Materials and methods

Test products

The test articles listed in (Vagisil Feminine Moisturizer, personal lubricant and moisturizer, and CareOne Douche) were purchased over the counter and were stored completely sealed, in their original box, at room temperature. The selection of products was made based on availability and public knowledge on each of the products. Once purchased, each product was screened to check for sterility. This was done by seeding each product undiluted over agar plates. None of the products showed any bacterial growth in this test. Phosphate-buffered saline (PBS) (Invitrogen by Life Technologies, Carlsbad, CA) and keratinocyte serum-free medium (KSFM) (Invitrogen, Carlsbad, CA) supplemented with epidermal growth factor, bovine pituitary extract, and CaCl2 as described Citation12 were obtained from Invitrogen, Carlsbad, CA. Nonoxynol-9 (N-9) was obtained from Personal Products Company (Skillman, NJ) Citation13 and diluted to 2% with KSFM. For assessing their effect on bacterial growth, all products were applied at 1:1 ratio over the bacterial suspensions.

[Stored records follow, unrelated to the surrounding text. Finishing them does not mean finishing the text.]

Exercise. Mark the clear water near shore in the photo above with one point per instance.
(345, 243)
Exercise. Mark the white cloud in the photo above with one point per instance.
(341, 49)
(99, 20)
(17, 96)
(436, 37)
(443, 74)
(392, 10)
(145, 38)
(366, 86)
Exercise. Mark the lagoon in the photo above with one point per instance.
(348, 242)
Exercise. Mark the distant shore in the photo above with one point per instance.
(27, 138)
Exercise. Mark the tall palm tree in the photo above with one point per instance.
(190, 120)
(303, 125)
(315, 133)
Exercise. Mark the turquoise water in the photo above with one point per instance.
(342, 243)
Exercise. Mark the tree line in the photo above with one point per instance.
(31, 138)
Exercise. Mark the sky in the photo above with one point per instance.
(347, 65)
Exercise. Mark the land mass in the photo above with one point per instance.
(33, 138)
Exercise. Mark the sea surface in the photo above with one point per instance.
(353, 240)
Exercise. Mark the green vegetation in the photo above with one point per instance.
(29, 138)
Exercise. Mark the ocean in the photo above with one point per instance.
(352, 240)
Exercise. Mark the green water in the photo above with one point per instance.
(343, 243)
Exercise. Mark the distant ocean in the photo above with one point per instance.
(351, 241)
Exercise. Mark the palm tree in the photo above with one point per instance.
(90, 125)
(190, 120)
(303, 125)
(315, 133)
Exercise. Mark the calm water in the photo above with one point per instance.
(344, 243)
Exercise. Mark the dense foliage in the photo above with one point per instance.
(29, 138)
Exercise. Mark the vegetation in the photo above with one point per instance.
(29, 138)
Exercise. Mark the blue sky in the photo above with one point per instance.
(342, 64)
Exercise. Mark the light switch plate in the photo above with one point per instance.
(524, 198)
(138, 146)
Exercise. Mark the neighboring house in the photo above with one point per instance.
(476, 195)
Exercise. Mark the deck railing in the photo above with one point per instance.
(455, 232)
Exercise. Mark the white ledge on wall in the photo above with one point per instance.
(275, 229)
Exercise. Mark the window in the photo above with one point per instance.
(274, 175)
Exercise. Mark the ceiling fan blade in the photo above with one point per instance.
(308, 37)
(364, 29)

Table 1. pH level along with ingredients listed on OTC product package

Preparation of bacterial suspension and treatment

L. crispatus was originally isolated from vaginal swab samples from healthy women participating in a vaginal microflora research study and then characterized and expanded in the laboratory of Dr. A. Onderdonk, Brigham and Women's Hospital Citation14. Once the volume needed was calculated, the frozen bacterial stocks were thawed in a room temperature water bath. The desired volume was transferred into a 50 mL tube and centrifuged down at 5000g× for 10 min at 25°C. After discarding the supernant, the bacterial pellet was resuspended in KSFM cell culture medium to the concentration of 7 × 106 CFU/mL. Hundred microliter of the bacterial suspension was then added over 100 microliter undiluted product in 96-well tissue culture plates (Becton Dickson and Company, Franklin Lakes, NJ). The designated plates were then incubated on an orbital shaker in an anaerobic chamber (AnaeroPack System, PML Microbiologicals, Wilsonville, OR) at 35°C for 24 h or 2 h. From the 200 µl of test products along with bacterial suspension, three replicates within the same tissue culture plate were made. Each replicate contained 50 µl of the mixture of product and bacteria, along with 50µl of 50% glycerol, and was cryopreserved at −80°C.

Dilution of test plates

To assess colony forming units, the bacterial suspensions in KSFM or in test product collected at each time point were serially diluted using 1× PBS. The first row of the 96-well plate contained L. crispatus along with the product. The following rows contained the desired amount of dilution in PBS achieved by transferring desired volume from one row to another using multichannel pipettes, and when the product had high viscosity, we used positive displacement pipettes (Gilson Medical Electronics through Fisher Scientific, Pittsburgh, PA).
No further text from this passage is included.